Al centro di questo romanzo, dentro cui troviamo doppiogiochisti, traditori, uomini addestrati per uccidere e uomini destinati ad essere uccisi da giovani, vedremo una scontro tra due cacciatori, da una parte Stefano Degiorgi, il “geometra”, che viene chiamato dal suo superiore ad un difficile compito, e dall’altra un killer dalle molte identità, dai mille volti, a cui invece il “vertice” e questo fantomatico Victor Hugo hanno assegnato una missione speciale. Uccidere il presidente della Repubblica. Portare il paese in uno stato di caos, di massima tensione. Pronto per quella svolta autoritaria, per il colpo di stato senza militari nelle strade.

Amico mio, non si conquista il mondo solo con la musica rock, con il cinema, con la televisione, con la letteratura e tutto ciò che gli sciocchi chiamano cultura. Ogni tanto un colpo di stato qua e là, aiuta molto.
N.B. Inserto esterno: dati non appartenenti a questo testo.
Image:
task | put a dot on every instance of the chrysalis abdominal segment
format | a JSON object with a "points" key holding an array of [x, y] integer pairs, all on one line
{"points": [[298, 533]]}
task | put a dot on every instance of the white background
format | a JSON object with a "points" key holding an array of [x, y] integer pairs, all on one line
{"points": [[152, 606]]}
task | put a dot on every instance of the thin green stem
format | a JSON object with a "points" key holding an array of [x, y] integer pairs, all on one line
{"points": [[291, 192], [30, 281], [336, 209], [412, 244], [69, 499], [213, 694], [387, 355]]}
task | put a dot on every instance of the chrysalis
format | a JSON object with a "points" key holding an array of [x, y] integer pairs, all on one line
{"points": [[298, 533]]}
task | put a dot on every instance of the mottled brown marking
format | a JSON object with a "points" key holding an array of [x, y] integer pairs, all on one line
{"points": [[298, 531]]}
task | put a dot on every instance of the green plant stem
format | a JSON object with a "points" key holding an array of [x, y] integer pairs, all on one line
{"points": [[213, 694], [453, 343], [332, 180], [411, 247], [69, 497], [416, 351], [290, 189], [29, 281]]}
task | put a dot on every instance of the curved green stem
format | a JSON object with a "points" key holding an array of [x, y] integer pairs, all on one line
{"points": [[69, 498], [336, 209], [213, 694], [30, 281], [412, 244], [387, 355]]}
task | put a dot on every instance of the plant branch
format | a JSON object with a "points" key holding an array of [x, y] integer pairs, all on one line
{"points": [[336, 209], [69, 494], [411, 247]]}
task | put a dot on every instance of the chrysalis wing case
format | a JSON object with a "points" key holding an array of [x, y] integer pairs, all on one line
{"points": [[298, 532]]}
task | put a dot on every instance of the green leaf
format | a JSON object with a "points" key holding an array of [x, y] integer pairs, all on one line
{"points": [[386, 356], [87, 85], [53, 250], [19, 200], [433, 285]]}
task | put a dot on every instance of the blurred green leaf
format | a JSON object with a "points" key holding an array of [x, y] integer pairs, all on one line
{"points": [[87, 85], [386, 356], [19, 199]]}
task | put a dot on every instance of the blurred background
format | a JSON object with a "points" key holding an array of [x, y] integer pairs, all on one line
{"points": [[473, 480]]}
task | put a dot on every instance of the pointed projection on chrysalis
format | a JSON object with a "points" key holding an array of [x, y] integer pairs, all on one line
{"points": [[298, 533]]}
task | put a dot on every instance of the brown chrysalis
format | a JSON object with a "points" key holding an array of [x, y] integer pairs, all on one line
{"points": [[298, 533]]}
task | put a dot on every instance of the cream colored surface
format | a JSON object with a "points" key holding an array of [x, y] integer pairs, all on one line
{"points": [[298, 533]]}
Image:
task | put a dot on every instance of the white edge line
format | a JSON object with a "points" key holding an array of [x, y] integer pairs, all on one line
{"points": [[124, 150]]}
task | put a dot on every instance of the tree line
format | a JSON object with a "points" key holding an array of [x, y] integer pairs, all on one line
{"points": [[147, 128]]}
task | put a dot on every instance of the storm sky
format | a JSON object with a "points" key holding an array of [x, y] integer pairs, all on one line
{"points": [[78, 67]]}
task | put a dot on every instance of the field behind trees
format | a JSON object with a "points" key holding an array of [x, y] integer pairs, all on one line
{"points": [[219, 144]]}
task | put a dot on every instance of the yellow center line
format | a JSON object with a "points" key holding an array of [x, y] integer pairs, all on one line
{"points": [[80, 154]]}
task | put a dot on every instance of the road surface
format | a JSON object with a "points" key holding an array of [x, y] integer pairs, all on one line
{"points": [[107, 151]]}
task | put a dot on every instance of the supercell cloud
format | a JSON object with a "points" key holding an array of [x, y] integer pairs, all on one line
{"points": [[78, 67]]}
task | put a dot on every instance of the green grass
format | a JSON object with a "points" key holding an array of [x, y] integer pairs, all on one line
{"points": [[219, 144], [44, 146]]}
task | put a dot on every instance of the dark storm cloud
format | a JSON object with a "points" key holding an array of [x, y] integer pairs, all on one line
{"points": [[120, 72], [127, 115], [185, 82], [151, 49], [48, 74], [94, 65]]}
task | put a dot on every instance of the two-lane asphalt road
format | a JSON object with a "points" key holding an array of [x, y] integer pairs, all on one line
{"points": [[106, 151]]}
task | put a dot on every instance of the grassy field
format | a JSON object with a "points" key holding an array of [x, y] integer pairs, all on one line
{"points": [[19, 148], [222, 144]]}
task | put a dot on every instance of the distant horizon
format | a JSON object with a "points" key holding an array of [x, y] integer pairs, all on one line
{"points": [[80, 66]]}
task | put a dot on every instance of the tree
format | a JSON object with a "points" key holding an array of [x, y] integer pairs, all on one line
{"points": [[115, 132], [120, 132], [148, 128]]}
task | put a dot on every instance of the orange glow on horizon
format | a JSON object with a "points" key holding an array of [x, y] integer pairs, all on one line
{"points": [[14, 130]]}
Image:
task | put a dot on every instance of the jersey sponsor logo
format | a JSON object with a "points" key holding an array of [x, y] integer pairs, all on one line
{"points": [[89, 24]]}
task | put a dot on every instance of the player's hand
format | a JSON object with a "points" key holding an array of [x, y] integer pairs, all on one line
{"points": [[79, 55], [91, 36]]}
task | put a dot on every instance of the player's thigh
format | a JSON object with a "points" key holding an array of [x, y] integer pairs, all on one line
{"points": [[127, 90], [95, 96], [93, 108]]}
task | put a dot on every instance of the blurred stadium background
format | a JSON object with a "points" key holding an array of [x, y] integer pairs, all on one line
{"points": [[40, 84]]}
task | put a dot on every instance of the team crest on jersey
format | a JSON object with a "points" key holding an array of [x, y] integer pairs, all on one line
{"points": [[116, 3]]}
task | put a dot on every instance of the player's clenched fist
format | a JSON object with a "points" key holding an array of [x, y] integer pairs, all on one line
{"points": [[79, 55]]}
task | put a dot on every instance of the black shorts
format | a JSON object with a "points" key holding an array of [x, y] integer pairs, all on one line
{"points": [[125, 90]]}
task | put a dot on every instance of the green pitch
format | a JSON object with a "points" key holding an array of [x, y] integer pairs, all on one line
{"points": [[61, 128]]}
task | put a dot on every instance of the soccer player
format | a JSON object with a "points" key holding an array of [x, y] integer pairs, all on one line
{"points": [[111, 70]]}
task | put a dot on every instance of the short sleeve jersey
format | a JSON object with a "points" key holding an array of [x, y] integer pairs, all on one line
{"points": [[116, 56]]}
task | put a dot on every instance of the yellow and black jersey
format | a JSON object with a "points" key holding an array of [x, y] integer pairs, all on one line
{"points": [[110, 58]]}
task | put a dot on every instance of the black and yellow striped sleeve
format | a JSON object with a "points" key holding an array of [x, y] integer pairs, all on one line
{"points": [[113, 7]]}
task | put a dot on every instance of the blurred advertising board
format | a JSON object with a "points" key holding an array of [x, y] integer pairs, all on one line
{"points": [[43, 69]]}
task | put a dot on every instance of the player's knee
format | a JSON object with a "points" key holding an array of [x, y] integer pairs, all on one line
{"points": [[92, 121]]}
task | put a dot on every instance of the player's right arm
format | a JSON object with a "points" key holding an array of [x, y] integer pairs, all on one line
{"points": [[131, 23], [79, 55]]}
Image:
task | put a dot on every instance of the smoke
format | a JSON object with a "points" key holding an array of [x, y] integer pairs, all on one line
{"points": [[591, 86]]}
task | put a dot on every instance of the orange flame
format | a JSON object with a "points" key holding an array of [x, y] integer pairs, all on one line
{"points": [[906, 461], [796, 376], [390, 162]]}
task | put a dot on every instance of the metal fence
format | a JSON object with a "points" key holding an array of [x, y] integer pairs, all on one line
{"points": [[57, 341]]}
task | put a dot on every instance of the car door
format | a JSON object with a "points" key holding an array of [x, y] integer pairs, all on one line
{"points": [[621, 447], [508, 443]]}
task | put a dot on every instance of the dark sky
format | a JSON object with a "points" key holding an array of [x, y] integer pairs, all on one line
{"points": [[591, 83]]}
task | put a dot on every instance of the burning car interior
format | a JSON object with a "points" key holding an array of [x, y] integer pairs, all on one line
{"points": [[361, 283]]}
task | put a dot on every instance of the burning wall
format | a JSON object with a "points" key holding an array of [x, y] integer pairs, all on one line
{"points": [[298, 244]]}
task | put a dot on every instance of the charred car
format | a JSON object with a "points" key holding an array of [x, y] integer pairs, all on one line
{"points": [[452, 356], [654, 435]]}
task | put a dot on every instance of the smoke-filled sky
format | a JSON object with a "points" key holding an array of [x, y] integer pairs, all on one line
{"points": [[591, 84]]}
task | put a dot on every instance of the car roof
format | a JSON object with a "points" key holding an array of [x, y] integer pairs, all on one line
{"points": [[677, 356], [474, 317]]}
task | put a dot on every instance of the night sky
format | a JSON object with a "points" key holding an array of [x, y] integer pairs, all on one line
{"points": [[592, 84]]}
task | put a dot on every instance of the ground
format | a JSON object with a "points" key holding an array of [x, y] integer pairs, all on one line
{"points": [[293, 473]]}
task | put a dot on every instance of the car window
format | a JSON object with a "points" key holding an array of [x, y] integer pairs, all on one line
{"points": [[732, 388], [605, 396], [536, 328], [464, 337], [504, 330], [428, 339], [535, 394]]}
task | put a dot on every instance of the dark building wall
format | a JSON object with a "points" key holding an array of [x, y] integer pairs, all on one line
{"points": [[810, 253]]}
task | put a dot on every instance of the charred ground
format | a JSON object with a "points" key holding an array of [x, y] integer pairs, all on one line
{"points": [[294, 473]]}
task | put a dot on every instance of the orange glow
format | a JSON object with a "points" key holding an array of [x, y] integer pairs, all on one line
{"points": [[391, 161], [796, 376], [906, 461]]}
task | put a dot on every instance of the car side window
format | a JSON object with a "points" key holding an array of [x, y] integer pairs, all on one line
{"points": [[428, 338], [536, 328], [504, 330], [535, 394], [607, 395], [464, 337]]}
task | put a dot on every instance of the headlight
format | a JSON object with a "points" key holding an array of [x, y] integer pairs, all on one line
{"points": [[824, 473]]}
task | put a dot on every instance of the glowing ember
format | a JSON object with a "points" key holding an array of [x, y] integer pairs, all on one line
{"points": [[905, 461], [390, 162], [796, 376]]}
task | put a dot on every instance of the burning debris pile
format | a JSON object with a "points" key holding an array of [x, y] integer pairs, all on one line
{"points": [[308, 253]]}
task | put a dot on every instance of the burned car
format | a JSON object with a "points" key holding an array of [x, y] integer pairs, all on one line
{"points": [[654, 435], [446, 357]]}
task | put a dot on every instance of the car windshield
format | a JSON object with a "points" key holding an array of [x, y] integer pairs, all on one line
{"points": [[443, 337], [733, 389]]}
Una spy story che si muove per tutta Europa, dall’Italia alla Spagna, all’Inghilterra al Belgio, fino alla Libia e al Madagascar. Un romanzo dentro cui riconosciamo l’influenza di scrittori come Forsythe e il suo Il giorno dello Sciacallo ma anche di Ellroy autore di noir come American Tabloid” e “Sei pezzi da mille”.
Nonostante la mole delle pagine, il ritmo del racconto rimane ben cadenzato, si rimane invischiati nella trama architettata dallo scrittore bolognese, che partendo dai fatti storici, ha effettuato una sua ricostruzione del filo nero di quegli anni che non ha la pretesa del saggio storico.
Ma la cornice storica, compresi gli eroi rimasti senza nome, i traditori, la manovalanza nera o rossa, i burattinai rimasti al coperto (ogni riferimento alla loggia massonica P2 non è casuale) e le vittime innocenti di questa guerra rimane. Dalle bombe del 1969 fino a quella tragica estate del 1980, culminata con i due più gravi disastri della nostra storia a cui si arriva, in un crescendo di tensione: il Dc9 dell’Italia esploso in volo, abbattuto sul Tirreno tra Ponza e Ustica e poco più di un mese dopo, la bomba alla stazione di Bologna.

Adesso veniamo al favore piccolo piccolo che concluderà il nostro rapporto. Ricordi? Molti, molti anni ti era stato chiesto di uccidere il colonnello Gheddafi. Non accettasti. Accetterai ora.

A quale funerale si riferisce l’autore, nel titolo? All’ultima vendetta che chiuderà la caccia all’uomo del tenente Degiorgi, per impedire l’attentato al presidente partigiano (che avrete anche immaginato chi sia), che avrà anche un colpo di scena degno dei migliori thriller.

Ne aveva veduti, Luis, di morti nella sua vita di militare. Mai un simile disastro. Mormorò «Ci sarà un mesto funerale per quegli innocenti». Sotto di lui si avvicinarono le montagne, dirupi, canaloni, rocce. «E ci sarà un altro funerale, dopo Ustica».